A fifth instance had occurred last Wednesday, when gold prices moved more than 2% above their daily 21-EMA. At the time we suggested that “the risk for exhaustion setting in again soon and cutting the rally short is increasing.”
Since hitting a high of 1348.13 last Wednesday, gold prices have come down -1.3% to where they stood at 1327.23 at the time this note was written.
Gold Price Technical Analysis: Daily Chart (April 2018 to June 2019) (Chart 2)
If this is indeed another episode where the gold price move in excess of 2% of the daily 21-EMA signaled near-term exhaustion, then the pullback in gold prices may simply be a healthy correction in context of a longer-term uptrend. The fulfillment of the bullish falling wedge pattern in gold prices only underscores the rationale that the recent gold price rally is due for a pause.
Given that trading is both a function of price and time, the correction could simply mean that gold prices trade sideways as the moving averages catch up and the overbought condition of gold prices being too far extended above the daily 21-EMA is worked off. The former resistance now support appearing as the March 25 swing high at 1324.40 may be the first near-term support level followed by the daily 8-EMA at 1322.07; a break below this area (1322.07/1324.40) would a sign that a deeper pullback is due for gold prices.
IG Client Sentiment Index: Spot Gold Price Forecast (June 10, 2019) (Chart 3)

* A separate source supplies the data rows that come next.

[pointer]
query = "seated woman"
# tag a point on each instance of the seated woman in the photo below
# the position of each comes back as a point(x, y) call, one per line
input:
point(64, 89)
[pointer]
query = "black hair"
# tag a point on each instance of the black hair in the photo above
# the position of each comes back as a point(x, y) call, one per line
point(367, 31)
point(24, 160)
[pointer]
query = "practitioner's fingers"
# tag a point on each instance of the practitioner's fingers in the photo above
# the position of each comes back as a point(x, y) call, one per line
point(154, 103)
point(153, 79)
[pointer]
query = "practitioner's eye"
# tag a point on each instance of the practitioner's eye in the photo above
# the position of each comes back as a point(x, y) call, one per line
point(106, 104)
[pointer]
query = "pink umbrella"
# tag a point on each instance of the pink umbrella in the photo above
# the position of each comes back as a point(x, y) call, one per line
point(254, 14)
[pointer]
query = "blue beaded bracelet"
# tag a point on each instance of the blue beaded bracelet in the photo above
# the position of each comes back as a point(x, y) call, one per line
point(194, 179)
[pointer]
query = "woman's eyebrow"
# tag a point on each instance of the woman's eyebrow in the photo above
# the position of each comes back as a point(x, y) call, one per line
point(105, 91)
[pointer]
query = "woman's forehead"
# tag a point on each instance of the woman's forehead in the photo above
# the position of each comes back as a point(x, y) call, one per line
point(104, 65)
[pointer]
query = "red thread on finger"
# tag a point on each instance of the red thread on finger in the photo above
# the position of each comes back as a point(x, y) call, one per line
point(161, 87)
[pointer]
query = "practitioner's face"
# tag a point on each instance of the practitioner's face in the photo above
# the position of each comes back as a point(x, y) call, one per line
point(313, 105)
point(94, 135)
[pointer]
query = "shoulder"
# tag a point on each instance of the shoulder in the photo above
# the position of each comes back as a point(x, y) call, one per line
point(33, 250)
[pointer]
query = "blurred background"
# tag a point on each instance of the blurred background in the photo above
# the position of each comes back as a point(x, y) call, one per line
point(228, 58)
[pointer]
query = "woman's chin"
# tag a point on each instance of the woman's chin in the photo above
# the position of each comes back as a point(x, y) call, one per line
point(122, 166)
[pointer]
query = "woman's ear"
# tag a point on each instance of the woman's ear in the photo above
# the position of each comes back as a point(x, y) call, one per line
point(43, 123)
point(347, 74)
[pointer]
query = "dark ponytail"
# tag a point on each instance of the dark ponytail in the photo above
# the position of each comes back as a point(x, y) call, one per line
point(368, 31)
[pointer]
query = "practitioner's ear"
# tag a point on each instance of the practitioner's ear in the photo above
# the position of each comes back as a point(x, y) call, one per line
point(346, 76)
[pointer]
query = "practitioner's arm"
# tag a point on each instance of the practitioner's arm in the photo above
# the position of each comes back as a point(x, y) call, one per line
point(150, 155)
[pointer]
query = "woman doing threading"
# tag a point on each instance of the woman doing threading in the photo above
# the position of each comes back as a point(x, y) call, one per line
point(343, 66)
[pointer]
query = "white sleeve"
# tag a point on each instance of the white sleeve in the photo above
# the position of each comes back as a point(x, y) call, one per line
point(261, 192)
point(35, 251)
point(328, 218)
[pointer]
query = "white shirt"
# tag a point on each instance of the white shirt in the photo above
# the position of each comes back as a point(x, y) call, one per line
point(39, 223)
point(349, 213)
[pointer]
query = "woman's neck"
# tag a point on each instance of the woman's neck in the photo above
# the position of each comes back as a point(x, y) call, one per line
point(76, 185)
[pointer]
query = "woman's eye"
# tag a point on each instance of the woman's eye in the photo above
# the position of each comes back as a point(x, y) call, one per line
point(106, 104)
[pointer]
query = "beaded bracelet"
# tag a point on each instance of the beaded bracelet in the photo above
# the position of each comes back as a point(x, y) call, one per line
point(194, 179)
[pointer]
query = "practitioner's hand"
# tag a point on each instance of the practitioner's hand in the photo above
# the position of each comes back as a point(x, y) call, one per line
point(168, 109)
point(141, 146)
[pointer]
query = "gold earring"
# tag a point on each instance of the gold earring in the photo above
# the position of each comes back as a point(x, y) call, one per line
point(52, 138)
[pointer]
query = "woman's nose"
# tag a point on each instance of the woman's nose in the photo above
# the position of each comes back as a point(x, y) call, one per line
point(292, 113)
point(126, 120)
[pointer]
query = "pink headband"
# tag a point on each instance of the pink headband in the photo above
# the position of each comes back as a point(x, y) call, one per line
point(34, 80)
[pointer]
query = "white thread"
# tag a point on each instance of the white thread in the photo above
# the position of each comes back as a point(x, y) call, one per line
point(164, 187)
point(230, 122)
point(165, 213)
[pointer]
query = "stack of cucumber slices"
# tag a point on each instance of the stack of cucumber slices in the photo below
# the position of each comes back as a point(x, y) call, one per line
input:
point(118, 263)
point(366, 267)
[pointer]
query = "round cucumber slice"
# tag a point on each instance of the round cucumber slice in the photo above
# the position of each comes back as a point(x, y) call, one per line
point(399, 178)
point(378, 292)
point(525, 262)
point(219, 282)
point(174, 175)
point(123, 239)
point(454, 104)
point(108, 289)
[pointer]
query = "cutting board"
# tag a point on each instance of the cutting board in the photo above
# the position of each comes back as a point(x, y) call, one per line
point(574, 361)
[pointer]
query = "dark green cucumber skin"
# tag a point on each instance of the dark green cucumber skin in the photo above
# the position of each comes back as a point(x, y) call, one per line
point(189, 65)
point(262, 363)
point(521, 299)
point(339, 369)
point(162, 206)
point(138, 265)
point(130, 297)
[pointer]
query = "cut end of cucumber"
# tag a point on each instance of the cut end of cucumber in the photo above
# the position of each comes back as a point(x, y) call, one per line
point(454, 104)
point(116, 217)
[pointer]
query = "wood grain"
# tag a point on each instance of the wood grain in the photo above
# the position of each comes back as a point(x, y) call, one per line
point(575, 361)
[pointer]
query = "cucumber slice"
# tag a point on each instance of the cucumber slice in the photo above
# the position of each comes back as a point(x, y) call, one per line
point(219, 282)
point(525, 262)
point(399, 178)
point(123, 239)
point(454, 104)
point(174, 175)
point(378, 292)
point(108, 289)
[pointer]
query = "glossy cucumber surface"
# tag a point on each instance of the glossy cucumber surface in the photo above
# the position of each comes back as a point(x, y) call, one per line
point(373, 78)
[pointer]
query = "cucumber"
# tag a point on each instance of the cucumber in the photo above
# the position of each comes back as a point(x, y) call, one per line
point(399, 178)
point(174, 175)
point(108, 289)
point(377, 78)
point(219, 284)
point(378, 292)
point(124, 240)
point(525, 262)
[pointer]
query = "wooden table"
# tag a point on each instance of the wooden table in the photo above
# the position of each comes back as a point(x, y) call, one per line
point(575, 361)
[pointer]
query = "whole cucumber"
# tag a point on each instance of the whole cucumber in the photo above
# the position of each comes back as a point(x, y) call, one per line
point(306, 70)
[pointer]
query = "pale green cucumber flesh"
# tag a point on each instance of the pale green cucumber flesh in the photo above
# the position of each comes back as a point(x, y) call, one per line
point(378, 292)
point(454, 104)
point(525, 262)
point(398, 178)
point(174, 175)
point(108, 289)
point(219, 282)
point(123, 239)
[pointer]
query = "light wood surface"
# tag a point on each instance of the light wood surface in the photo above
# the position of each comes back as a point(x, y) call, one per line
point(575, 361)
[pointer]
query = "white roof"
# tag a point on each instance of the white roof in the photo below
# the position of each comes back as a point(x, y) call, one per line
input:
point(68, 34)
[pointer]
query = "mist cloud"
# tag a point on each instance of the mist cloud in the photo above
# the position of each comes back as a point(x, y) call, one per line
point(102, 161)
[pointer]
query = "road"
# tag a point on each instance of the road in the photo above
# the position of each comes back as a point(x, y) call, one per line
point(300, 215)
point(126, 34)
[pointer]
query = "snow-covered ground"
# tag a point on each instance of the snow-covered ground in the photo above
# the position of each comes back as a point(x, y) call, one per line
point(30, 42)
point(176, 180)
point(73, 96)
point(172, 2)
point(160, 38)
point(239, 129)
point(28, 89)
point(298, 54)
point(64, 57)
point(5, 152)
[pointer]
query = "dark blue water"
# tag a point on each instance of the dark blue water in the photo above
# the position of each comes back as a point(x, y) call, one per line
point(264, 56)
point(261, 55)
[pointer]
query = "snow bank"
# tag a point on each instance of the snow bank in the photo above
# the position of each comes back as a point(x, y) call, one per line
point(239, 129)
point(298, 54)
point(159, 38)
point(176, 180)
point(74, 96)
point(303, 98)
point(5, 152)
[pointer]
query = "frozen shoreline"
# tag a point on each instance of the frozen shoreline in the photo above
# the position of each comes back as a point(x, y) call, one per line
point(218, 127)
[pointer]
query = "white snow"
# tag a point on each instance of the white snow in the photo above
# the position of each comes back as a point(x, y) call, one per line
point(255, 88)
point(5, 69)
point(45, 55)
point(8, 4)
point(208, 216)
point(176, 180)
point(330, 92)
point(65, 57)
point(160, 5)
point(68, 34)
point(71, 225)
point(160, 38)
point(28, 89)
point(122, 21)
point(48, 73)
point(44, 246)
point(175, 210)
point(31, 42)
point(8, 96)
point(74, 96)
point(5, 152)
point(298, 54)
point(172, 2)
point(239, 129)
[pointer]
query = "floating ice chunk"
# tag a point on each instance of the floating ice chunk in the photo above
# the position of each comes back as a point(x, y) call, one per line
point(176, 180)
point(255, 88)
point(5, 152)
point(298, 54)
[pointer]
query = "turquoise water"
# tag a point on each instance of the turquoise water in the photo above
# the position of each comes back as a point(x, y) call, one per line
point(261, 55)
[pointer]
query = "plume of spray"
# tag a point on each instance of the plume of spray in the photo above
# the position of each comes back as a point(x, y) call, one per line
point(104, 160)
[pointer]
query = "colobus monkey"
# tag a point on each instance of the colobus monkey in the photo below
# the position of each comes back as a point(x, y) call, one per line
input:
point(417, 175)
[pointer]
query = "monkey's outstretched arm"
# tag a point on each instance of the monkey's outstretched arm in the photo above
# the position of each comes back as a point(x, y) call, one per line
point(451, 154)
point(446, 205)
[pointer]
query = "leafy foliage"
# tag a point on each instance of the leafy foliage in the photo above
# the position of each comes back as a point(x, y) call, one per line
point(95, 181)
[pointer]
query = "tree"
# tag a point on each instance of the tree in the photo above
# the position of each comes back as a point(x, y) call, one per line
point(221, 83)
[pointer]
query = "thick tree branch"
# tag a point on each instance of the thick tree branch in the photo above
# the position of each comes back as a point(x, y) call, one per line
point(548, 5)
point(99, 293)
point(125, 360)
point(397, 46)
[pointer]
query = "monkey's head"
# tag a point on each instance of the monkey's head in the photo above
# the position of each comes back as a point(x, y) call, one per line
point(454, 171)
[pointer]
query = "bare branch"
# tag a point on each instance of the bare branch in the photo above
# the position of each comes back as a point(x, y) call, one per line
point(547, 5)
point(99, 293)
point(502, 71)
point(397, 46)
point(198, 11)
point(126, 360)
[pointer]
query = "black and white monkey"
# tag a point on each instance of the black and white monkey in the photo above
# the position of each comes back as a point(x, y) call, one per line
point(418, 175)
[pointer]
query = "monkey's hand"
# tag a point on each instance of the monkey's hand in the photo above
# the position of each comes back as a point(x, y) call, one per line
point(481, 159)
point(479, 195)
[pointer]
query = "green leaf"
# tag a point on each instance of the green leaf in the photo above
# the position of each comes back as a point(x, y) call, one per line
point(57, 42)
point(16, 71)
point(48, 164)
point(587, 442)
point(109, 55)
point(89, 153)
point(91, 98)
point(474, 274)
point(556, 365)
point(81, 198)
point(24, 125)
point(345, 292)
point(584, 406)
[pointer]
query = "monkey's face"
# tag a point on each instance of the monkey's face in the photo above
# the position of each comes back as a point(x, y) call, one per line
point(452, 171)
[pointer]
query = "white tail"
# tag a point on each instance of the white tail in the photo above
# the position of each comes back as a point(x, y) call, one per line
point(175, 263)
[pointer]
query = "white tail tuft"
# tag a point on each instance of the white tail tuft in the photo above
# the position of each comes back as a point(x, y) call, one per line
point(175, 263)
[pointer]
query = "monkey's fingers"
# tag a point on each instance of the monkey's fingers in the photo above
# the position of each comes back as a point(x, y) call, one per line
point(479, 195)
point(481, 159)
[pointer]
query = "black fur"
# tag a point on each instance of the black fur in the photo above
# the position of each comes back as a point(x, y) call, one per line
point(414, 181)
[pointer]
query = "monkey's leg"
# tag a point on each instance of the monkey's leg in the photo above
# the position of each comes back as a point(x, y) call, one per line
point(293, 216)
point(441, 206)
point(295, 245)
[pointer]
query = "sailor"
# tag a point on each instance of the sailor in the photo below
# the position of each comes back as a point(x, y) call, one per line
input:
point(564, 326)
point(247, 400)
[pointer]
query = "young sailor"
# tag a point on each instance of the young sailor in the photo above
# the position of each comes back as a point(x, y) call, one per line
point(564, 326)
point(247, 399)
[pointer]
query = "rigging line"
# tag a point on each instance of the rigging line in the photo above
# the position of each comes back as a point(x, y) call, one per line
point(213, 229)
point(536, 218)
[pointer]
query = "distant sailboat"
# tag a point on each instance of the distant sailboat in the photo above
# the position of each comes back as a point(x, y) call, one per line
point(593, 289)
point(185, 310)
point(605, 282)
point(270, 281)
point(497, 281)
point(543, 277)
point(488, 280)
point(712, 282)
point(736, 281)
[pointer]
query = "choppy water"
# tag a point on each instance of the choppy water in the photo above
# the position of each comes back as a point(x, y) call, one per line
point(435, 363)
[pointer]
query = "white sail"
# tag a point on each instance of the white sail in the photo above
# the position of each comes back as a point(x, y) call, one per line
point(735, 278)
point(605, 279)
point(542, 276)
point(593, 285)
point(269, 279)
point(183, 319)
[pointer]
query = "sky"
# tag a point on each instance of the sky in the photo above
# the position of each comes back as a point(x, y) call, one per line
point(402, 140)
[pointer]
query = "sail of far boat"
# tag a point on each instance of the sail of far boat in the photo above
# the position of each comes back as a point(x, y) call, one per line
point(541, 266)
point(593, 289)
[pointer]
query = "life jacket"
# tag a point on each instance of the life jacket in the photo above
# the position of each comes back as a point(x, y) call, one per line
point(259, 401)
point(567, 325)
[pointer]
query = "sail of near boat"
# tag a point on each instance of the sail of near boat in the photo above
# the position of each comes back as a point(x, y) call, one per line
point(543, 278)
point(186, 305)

Spot gold: Retail trader data shows 56.7% of traders are net-long with the ratio of traders long to short at 1.31 to 1. The number of traders net-long is 6.8% higher than yesterday and 21.9% lower from last week, while the number of traders net-short is 8.5% lower than yesterday and 43.7% higher from last week.
We typically take a contrarian view to crowd sentiment, and the fact traders are net-long suggests spot gold prices may continue to fall. Traders are further net-long than yesterday and last week, and the combination of current sentiment and recent changes gives us a stronger spot gold-bearish contrarian trading bias.